All this could apply to me, of course. There’s been no slaveowners in my family to my knowledge, but I’m sure there’s been killers and thieves in the past. More personally, my grandfather worked for the colonials in Zambia, where my dad was born. He’s a decent man of moral courage; he once got severely disciplined for firing his boss’s batman, who was an abusive shithead, while the boss was away. But he was a cog in an evil machine. My grandad gave all his money to psychics already, but I’ve still benefited indirectly from the position and security he had.

But I can’t give up my upbringing. It’s impossible to, besides, and I don’t think benefiting from that kind of arrangement has blinded me to the nature of it; I don’t want to be a part of perpetuating similar crimes. I have to make a better world in whatever small way I can, and I think the same applies to the Royal family. That’s one of the reasons I can’t hate them.

No, I don’t hate them as people, in spite of the fact that they’re invested in instruments of death and sit on a pile of skulls. I actually pity them more than many rich families, because their more public life gives occasional signs that they once could have been perfectly nice people, that they could even have been happier without their crowns. Everyone knows Prince Phillip would rather be the captain of a ship.
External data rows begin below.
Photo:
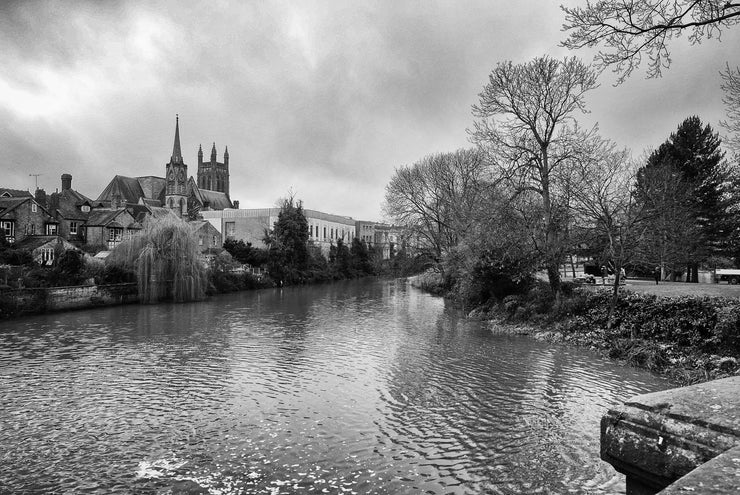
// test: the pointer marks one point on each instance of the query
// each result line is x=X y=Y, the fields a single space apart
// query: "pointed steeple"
x=176 y=152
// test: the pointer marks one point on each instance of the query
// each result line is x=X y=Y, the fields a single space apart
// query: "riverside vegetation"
x=687 y=339
x=539 y=190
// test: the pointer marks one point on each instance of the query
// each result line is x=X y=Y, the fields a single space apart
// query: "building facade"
x=250 y=225
x=21 y=217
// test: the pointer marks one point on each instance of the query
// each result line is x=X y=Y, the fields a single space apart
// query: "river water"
x=355 y=387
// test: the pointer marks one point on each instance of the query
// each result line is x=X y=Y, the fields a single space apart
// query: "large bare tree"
x=632 y=29
x=606 y=212
x=731 y=87
x=526 y=122
x=436 y=197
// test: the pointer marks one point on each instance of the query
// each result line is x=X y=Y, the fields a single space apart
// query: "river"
x=355 y=387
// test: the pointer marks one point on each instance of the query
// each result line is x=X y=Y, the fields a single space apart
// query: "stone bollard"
x=657 y=438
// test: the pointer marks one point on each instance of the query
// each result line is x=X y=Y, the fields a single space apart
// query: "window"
x=6 y=228
x=47 y=256
x=115 y=234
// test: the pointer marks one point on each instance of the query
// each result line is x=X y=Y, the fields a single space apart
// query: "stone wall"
x=18 y=302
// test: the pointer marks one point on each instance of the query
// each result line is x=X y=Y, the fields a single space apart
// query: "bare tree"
x=670 y=218
x=731 y=87
x=631 y=29
x=605 y=207
x=526 y=123
x=435 y=197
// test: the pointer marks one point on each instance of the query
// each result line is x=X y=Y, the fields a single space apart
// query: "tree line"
x=537 y=188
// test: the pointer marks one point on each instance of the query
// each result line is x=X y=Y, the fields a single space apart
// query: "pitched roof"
x=102 y=217
x=36 y=241
x=14 y=193
x=68 y=203
x=9 y=204
x=127 y=188
x=159 y=212
x=216 y=200
x=139 y=211
x=153 y=187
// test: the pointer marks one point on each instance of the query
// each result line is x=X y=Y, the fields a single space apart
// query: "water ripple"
x=364 y=387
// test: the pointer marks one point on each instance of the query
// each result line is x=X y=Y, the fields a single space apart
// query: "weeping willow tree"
x=166 y=260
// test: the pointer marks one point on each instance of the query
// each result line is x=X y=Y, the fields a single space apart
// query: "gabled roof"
x=127 y=188
x=103 y=217
x=196 y=225
x=216 y=200
x=69 y=202
x=159 y=212
x=34 y=242
x=14 y=193
x=7 y=205
x=147 y=189
x=139 y=211
x=153 y=187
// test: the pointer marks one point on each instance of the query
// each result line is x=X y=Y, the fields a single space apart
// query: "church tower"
x=176 y=177
x=213 y=175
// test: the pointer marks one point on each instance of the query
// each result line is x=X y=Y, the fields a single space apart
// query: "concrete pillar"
x=655 y=439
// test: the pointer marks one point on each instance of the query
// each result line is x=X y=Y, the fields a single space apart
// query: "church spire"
x=176 y=152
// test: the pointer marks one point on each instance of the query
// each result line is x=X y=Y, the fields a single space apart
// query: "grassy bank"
x=688 y=339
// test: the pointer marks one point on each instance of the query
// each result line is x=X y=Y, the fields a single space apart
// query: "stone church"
x=176 y=191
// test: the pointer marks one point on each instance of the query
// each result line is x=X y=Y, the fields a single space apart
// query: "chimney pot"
x=66 y=182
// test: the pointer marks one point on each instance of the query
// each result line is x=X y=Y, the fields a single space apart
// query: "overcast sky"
x=323 y=98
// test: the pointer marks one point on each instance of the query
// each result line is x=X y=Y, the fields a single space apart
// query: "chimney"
x=66 y=182
x=40 y=197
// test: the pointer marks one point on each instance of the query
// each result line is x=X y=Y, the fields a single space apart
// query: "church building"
x=184 y=195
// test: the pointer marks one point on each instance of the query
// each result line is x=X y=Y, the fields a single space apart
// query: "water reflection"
x=365 y=387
I think Elizabeth would be way less strange (like, eccentric in the good way) if she was a nice old lady who lived on my street and had a sensible, sensical life, whose husband took her out on his wee boat from time to time, making tea in the tiny galley and eating shortcake.

That’s probably true of many rich people. Some of them are glassy-eyed psychopaths, but some have had their empathy circuits burned out through years of being told avarice was virtuous, that they were creating jobs and making the world better. They’ve got money poisoning; they think they’re gonna be happier with sixty million in the offshore account rather than fifty; they have a legitimate addiction to hoarding money and end up committing exploitation and evil in the process of making more, in the same way a junkie might sell their mum’s stereo to keep themselves dosed up.

No person should have a billion pounds; the crimes it lets you commit are horrible, it’s money deprived from the people who actually did the work to lift you to such stratospheric heights, and it’s the kind of power that taints your spirit even if you start out with the best intentions. They’ve got to give it away, or have it be taken from them, or have it become meaningless, before they can start the healing.

It is our duty as humans to start the healing.